It was on the lower terrace of this pyramidal mountain, the Balsiglia, that Henri Arnaudhis army now, alas! reduced to 400--sat down. Viewed from the level of the valley, the peak seems to terminate in a point, but on ascending, the top expands into a level grassy plateau. Steep and smooth as escarped fortress, it is unscalable on every side save that on which a stream rushes past from the mountains. The skill of Arnaud enabled him to add to the natural strength of the Vaudois position the defences of art. They enclosed themselves within earthen walls and ditches; they erected covered ways; they dug out some four-score cellars in the rock, to hold provisions, and they built huts as temporary barracks. Three springs that gushed out of the rock supplied them with water. They constructed similar entrenchments on each of the three peaks that rose above them, so that if the first were taken they could ascend to the second, and so on to the fourth. On the loftiest summit of the Balsiglia, which commanded the entire valley, they placed a sentinel, to watch the movements of the enemy.
Only three days elapsed till four battalions of the French army arrived, and enclosed the Balsiglia on every side. On the 29th of October, an assault was made on the Vaudois position, which was repulsed with great slaughter of the enemy, and the loss of not one man to the defenders. The snows of early winter had begun to fall, and the French general thought it best to postpone the task of capturing the Balsiglia till spring.
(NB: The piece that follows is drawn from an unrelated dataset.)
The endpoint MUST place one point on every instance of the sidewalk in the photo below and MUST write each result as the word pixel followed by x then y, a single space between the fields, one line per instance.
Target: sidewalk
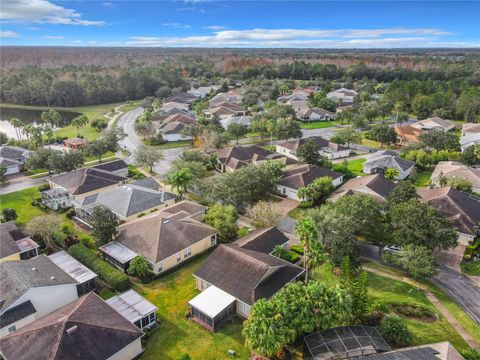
pixel 434 300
Destoying all the corn which the Vaudois had collected and stored in the villages, he began his retreat from San Martino, and, taking laconic farewell of the Waldenses, he bade them have patience till Easter, when he would again pay them a visit [Monastier, pp. 304-5].
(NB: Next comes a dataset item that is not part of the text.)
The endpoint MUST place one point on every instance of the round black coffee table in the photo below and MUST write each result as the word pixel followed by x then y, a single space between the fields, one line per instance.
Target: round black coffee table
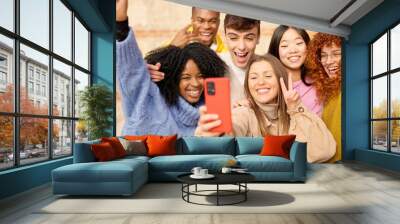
pixel 238 179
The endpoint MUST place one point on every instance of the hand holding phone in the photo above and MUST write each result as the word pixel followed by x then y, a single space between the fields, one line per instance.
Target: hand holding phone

All through the winter of 1689-90, the Vaudois remained in their mountain fortress, resting after the marches, battles, and sieges of the previous months, and preparing for the promised return of the French. Where Henri Arnaud had pitched his camp, there had he also raised his altar, and if from that mountain-top was pealed forth the shout of battle, from it ascended also, morning and night, the prayer and the psalm. Besides daily devotions, Henri Arnaud preached two sermons weekly, one on Sunday and another on Thursday. At stated times he administered the Lords Supper. Nor was the commissariat overlooked. Foraging parties brought in wine, chestnuts, apples, and other fruits, which the autumn, now far advanced, had fully ripened. A strong detachment made an incursion into the French valleys of Pragelas and Queyras, and returned with salt, butter, some hundred head of sheep, and a few oxen. The enemy, before departing, had destroyed their stock of grain, and as the fields were long since reaped, they despaired of being able to repair their loss. And yet bread to last them all the winter through had been provided, in a way so marvellous as to convince them that He who feeds the fowls of the air was caring for them. Ample magazines of grain lay all around their encampment, although unknown as yet to them. The snow that year began to fall earlier than usual, and it covered up the ripened corn, which the Popish inhabitants had not time to cut when the approach of the Vaudois compelled them to flee. From this unexpected store-house the garrison drew as they had need. Little did the Popish peasantry, when they sowed the seed in spring, dream that Vaudois hands would reap the harvest.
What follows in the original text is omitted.